Proponents of the playground "made it us versus them; it was not volleyball players versus the kids," said Reinisch, 27, of Arlington. "We didn't have anything against the playground. We just didn't want it on top of our volleyball court."

In the end, Arlington County brokered a deal. The tot lot would go in, but to appease the volleyball lobby, the county would build a set of courts in a nearby park.

In the dense inner suburbs -- where there is precious little parkland -- young professionals such as Reinisch are battling with parents over tiny scraps of land no bigger than regulation-size basketball courts. Kids might still need swing sets, the thinking goes, but young adults -- now a sizeable chunk of the population -- want their play space, too.

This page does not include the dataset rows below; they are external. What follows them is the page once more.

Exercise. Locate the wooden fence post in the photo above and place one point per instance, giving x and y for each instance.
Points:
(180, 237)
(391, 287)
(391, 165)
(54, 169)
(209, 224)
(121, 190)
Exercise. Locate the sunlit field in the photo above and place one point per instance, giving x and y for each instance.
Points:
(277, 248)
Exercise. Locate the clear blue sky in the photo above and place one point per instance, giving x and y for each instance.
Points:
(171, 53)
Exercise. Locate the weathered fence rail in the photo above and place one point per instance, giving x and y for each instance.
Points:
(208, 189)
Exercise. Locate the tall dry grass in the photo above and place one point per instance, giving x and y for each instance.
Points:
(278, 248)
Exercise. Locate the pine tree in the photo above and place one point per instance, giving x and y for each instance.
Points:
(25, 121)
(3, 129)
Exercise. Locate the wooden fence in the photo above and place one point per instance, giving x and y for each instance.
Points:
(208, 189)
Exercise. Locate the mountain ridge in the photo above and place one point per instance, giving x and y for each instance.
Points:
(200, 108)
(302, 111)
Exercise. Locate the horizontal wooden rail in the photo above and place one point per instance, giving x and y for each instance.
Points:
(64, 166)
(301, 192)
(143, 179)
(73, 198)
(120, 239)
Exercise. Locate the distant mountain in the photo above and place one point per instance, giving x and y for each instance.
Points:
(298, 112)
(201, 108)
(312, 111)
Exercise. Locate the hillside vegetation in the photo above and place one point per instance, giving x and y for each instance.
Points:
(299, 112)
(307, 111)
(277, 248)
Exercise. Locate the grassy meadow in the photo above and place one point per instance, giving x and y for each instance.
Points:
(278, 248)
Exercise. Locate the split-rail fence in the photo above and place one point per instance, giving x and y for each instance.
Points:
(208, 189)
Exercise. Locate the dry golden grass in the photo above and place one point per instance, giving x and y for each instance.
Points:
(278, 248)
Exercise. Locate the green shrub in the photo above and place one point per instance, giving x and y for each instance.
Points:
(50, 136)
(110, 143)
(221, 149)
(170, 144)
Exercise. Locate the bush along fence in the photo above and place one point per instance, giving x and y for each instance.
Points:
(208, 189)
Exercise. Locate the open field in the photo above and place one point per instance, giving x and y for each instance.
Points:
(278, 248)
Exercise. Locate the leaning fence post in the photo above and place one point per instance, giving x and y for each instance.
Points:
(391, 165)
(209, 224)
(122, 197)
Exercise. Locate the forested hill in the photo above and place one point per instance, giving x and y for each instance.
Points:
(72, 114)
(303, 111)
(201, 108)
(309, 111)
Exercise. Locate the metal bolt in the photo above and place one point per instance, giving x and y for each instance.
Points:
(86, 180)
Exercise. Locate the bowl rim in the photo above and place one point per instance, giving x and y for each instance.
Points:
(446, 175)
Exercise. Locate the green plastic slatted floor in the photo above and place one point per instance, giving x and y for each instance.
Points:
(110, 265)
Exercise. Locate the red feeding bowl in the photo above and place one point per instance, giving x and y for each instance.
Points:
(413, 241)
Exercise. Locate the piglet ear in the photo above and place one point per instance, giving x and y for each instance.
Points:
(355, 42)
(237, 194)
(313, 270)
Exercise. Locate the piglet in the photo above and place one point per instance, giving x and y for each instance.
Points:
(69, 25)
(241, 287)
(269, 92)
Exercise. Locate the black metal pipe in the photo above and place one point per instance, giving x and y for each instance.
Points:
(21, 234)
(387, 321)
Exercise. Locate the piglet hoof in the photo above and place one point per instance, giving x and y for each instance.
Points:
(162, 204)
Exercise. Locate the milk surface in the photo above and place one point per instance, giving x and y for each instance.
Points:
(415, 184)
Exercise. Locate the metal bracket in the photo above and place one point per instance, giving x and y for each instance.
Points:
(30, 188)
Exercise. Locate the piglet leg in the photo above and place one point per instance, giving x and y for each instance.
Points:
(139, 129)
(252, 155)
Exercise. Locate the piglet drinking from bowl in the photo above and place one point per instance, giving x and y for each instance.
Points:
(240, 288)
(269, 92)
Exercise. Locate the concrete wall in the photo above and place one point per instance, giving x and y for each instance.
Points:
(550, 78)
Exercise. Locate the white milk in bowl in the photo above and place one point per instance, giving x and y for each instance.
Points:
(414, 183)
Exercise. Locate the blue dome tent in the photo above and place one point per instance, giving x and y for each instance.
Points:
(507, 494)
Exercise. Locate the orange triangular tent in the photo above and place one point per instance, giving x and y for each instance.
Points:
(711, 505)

People 24 to 39 make up a third of the population in Alexandria and Arlington, the largest percentage for that age group in the region, according to census data. The two communities also have the lowest percentage of children younger than 14.

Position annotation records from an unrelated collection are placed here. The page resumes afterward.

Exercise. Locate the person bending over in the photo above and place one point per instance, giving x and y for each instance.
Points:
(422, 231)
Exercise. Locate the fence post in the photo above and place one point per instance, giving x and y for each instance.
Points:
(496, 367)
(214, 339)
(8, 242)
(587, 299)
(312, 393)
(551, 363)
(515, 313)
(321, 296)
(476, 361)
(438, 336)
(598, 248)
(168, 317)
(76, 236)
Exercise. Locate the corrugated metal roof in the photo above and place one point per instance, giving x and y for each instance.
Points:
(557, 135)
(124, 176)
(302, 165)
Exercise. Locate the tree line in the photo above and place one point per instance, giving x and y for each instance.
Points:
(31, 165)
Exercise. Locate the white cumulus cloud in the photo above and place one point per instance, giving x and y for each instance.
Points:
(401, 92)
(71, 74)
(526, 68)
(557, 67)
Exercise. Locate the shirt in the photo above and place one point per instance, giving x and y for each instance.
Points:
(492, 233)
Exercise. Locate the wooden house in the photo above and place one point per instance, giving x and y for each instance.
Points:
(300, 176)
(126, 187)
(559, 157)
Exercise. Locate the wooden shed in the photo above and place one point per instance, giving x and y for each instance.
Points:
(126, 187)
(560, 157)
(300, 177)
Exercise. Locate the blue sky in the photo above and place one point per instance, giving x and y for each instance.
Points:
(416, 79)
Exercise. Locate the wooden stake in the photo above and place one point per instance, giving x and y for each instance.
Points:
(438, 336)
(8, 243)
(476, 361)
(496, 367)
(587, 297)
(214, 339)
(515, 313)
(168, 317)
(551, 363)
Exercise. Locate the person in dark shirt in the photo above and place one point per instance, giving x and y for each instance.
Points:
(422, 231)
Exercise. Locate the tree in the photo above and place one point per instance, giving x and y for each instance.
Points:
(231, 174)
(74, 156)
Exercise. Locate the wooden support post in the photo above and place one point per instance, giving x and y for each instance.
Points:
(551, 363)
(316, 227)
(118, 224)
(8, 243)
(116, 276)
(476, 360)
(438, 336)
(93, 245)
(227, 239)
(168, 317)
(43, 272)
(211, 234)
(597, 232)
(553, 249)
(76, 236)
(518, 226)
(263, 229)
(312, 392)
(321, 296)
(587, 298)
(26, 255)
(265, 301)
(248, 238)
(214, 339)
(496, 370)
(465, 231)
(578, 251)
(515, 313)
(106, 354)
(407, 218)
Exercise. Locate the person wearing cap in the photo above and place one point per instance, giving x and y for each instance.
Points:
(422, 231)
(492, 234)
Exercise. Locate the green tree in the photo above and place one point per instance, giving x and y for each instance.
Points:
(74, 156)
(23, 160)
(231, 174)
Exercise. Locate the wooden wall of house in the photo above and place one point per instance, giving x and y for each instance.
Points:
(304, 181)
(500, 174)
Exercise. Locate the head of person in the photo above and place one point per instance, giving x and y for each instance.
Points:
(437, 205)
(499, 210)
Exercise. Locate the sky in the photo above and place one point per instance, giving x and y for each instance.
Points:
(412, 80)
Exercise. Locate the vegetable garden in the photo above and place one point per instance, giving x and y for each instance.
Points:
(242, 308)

As in the District, which also has a high number of adults without children, many new Arlington and Alexandria residents are young professionals who have moved into sleek condominiums. They have begun expecting recreational amenities tailored to them -- not to families with school-age children.

In Arlington, for example, the county recently relaxed its rules on beverages so library patrons could sip lattes while using its wireless Internet service to surf the Web. And officials are set to launch a program of recreation offerings aimed at twenty- and thirty-somethings.

Alexandria is finishing work on a study that says it has only about two-thirds the athletic fields it needs to satisfy demand; as one result, adult sports aficionados are being squeezed out by youth sports leagues.

"This is a large group of people who are making good salaries, and there are certain things they expect for the taxes they pay," said Judy Guse-Noritake, chairman of Alexandria's Park and Recreation Commission. "One of the things . . . that is important to them is a place to play sports."

Land and practice space is so scarce that recreation departments in both jurisdictions have banned adult softball and other leagues from adding new teams. Arlington's Public Spaces Master Plan even suggests looking for more space on overpasses above roadways such as Interstate 66, in underground parking garages and on rooftops. And the rare bit of land is expensive: The county has paid from $1.5 million to $5 million an acre for park acquisitions in recent months.

"There are limited resources and competing interests," said Arlington Board Chairman Chris Zimmerman (D).